Sunday, September 06, 2009

Werner Herzog's most maverick moments

In no particular order, and the only criteria being that I can't imagine these being attributable to any other film-maker, these are my ten favourite, most quinessential Herzog moments:

1) 'Aguirre, Wrath of God' - with the project doomed if its lead actor departed the jungle location, Herzog responded to Klaus Kinski threatening to pack up his things and board the next boat leaving for civilisation by assuring him that he had a rifle and nine bullets; eight of them would be in Kinski before he reached the first bend in the river, the ninth he would save for himself. Kinski decided to stay and finish shooting the film.

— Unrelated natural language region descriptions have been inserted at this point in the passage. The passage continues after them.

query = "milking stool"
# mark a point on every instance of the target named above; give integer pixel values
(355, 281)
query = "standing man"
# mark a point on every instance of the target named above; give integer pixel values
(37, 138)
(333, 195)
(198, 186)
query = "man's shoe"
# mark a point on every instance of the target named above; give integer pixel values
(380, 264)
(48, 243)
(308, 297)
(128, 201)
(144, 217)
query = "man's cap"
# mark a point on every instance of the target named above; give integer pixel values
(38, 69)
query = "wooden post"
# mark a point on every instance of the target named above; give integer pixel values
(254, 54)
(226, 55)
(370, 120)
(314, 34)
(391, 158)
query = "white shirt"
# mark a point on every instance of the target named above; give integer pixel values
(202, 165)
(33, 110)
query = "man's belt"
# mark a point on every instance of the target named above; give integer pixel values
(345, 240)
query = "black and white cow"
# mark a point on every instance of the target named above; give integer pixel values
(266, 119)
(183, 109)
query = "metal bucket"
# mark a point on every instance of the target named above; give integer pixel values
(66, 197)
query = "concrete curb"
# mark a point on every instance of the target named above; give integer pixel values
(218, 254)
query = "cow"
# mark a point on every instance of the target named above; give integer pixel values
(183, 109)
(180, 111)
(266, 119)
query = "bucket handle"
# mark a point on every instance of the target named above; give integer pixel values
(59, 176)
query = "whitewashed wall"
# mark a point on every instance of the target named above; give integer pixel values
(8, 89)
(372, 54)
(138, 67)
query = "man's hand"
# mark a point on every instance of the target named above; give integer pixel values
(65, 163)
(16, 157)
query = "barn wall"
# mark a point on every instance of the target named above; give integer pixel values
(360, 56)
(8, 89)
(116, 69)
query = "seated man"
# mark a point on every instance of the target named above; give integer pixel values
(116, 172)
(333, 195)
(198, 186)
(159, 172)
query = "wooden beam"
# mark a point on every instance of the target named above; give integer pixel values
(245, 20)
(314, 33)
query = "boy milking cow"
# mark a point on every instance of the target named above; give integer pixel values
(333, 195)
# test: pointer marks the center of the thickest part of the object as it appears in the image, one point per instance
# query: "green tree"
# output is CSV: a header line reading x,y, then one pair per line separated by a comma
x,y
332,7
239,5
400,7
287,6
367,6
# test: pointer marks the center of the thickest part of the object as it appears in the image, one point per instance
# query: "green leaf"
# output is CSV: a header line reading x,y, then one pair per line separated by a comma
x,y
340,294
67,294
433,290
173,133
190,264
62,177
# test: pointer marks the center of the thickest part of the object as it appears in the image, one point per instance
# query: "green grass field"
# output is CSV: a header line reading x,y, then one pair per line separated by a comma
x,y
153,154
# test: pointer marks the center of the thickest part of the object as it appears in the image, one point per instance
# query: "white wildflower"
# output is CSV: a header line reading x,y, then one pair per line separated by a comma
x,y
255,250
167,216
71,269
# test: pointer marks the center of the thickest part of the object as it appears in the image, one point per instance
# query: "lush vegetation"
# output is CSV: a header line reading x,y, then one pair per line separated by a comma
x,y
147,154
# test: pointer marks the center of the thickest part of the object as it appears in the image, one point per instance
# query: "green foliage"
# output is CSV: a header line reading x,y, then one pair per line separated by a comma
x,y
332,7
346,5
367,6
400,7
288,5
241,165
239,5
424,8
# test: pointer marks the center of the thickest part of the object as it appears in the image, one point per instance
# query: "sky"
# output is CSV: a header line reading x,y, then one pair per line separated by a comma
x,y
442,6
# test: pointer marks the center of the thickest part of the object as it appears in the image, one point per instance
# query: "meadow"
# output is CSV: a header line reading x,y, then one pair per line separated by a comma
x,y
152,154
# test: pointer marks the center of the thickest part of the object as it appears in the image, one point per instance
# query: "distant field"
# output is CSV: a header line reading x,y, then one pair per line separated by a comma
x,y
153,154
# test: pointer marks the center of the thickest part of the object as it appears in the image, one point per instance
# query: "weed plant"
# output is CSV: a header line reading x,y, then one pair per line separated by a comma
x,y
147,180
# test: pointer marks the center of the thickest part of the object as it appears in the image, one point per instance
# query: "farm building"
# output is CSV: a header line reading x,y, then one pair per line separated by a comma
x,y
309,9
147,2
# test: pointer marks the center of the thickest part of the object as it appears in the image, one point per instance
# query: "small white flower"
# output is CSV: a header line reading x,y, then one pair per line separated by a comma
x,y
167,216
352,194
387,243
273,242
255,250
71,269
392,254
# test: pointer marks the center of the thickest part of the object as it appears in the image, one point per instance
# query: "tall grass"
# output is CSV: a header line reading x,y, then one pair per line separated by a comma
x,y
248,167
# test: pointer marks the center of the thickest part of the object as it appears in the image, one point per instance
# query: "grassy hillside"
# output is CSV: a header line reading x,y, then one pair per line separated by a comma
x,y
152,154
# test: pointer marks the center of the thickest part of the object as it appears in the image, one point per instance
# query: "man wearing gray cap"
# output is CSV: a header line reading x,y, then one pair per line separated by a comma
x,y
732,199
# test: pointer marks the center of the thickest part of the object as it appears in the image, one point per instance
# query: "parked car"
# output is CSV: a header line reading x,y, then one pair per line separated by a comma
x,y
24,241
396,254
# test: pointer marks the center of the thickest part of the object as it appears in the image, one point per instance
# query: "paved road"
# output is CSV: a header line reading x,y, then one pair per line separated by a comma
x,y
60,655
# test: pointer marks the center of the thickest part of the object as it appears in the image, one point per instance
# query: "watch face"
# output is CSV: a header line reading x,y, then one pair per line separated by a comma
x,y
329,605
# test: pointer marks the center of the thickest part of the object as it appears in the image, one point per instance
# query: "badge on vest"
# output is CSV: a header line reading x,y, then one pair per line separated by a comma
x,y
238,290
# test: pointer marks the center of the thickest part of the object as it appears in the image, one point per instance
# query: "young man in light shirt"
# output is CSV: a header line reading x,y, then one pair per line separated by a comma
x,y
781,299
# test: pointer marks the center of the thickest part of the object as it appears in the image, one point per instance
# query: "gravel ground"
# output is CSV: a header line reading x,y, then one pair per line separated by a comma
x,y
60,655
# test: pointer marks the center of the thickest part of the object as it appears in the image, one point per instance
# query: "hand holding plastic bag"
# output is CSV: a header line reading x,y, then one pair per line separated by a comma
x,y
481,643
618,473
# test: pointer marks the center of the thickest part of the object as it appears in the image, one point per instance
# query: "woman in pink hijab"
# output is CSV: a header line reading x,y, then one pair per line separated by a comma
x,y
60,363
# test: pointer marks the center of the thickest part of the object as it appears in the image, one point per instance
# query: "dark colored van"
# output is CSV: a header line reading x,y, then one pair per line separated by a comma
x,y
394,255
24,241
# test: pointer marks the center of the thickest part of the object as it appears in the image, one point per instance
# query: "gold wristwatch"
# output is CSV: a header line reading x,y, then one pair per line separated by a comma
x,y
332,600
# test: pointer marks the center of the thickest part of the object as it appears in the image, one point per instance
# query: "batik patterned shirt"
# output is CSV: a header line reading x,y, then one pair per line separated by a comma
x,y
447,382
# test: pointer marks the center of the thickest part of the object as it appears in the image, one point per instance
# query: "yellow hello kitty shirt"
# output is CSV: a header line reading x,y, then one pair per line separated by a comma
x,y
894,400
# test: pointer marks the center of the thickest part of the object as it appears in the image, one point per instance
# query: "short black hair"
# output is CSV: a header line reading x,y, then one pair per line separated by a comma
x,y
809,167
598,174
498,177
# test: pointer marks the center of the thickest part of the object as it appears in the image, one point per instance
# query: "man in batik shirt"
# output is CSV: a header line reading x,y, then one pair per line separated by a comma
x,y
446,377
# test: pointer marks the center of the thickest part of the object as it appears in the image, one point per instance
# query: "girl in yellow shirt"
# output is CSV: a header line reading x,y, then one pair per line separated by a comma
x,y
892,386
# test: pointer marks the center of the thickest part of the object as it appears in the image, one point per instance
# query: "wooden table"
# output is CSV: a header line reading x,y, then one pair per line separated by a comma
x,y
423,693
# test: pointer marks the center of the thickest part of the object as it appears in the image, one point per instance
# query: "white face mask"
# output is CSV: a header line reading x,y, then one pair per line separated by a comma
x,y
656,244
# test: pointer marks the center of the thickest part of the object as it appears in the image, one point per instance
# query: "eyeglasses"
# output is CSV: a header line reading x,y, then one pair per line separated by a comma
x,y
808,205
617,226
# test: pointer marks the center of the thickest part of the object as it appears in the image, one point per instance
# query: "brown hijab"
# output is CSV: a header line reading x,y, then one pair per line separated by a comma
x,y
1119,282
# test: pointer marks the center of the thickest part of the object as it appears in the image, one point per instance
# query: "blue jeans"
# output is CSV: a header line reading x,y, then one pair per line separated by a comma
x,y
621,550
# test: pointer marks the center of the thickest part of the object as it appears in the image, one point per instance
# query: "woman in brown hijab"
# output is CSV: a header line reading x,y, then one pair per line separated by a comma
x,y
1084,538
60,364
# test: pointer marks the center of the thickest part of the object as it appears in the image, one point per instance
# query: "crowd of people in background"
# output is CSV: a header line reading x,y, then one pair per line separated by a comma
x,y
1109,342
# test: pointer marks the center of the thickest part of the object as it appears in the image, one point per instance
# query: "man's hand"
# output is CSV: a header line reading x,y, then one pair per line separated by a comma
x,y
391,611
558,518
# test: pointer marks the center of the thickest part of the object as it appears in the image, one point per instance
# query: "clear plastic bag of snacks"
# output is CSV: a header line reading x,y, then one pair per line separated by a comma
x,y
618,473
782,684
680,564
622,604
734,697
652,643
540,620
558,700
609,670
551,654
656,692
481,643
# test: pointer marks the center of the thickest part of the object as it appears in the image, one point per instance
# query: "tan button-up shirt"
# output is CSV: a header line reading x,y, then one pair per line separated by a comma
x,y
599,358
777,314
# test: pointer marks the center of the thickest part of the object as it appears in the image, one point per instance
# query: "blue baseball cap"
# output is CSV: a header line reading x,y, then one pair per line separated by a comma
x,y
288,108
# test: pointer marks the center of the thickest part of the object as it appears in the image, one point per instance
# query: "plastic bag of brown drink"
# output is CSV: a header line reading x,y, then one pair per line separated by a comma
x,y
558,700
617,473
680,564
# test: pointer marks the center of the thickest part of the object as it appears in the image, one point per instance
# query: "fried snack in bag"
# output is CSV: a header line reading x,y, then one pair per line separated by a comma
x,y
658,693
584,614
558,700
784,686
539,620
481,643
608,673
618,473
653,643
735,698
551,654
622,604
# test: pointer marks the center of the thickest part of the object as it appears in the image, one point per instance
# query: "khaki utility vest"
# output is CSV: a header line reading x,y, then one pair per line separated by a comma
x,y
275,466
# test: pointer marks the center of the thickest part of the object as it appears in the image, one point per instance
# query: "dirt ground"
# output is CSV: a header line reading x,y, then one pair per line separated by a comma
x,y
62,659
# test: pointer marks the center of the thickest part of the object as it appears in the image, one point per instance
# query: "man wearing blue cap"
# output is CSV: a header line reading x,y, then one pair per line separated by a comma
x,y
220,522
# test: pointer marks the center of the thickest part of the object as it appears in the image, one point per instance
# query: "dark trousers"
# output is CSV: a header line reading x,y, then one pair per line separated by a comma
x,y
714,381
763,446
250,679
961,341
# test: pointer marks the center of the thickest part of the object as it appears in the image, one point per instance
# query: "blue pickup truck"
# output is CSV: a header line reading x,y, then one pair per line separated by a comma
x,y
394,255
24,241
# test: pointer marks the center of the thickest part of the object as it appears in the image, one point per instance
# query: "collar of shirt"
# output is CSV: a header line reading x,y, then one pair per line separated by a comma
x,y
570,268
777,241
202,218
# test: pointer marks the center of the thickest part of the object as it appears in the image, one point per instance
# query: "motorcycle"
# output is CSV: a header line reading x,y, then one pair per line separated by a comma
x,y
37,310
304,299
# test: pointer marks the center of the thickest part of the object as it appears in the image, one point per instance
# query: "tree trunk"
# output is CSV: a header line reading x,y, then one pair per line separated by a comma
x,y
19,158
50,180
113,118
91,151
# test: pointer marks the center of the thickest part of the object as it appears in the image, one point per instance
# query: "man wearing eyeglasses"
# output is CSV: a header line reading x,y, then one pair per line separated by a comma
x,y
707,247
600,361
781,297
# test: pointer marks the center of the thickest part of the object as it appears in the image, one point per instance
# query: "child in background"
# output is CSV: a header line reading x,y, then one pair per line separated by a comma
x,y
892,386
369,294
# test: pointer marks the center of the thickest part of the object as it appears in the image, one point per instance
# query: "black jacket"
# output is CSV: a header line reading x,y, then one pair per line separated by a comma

2) 'La Soufriere' - a Caribbean island's on the verge of destruction when a live volcano suddenly goes off the seismic scale. The islanders depart. The politicians and the police depart. The scientists measuring the volcano's activity depart. What does Herzog do? Round up a couple of cameramen and fly out there!

3) 'Fitzcarraldo' - shucking off the money men's suggestion that the film's centre-piece be achieved using a model boat in a greenhouse, Herzog has his cast and crew haul an honest-to-god steamship over a freakin' mountain!

4) 'Heart of Glass' - deciding that a dream-like atmosphere best suits this tale of a glass-works going out of business and causing the fiscal ruination of the town dependent on it, Herzog puts his cast under hypnosis.

5) 'Little Dieter Needs to Fly' - recreating Dieter Dengler's capture by the VC, Herzog eschews a simple "talking heads" account of the incident from Dengler himself, and spurns the docu-drama route of restaging key points of the narrative in a very polite, formal, more-tea-vicar BBC kind of way. Instead, he takes Dengler back to the jungle, handcuffs him, and has some big bastards shove him heavy-handedly through the foliage. Result: best documentary of the last two decades.

6) 'Even Dwarfs Started Small' - realising he would be putting his vertically-challenged cast through the ropes, he agreed that after the shoot was over he'd jump into a cactus field. The dwarfs did their scenes. The shoot concluded, Herzog threw himself happily into a field full of cactii.

7) 'The Enigma of Kaspar Hauser' - jettisoned any attempt at historical verisimilitude by casting mid-40s street musician Bruno S, as the 16-year-old Kaspar Hauser.

8) 'Woyzeck' - playing the hapless and much-put-upon soldier, Klaus Kinski decided that the opening sequence would benefit from the actor playing his drill sergeant giving him a real kicking. Herzog, making no attempt to dissuade either performer, filmed said kicking.

9) 'Stroszek' - ended this blackly comic tale of alienation and failure (yes, I know I just used "blackly comic", "alienation" and "failure" in the same sentence; trust me on this) with an interminable shot of a dancing chicken that so affronted DoP Thomas Mauch that Herzog had to explain the image thusly: "This is something very big. It looks unobstrusive when you see it with the naked eye in front of you, but don't you see that there is something big about it, something beyond what we are?" Mauch's response is unrecorded, but he filmed the chicken.

10) The Minnesota Declaration - declared war on Cinéma Vérité, describing at as "a merely superficial truth, the truth of accountants".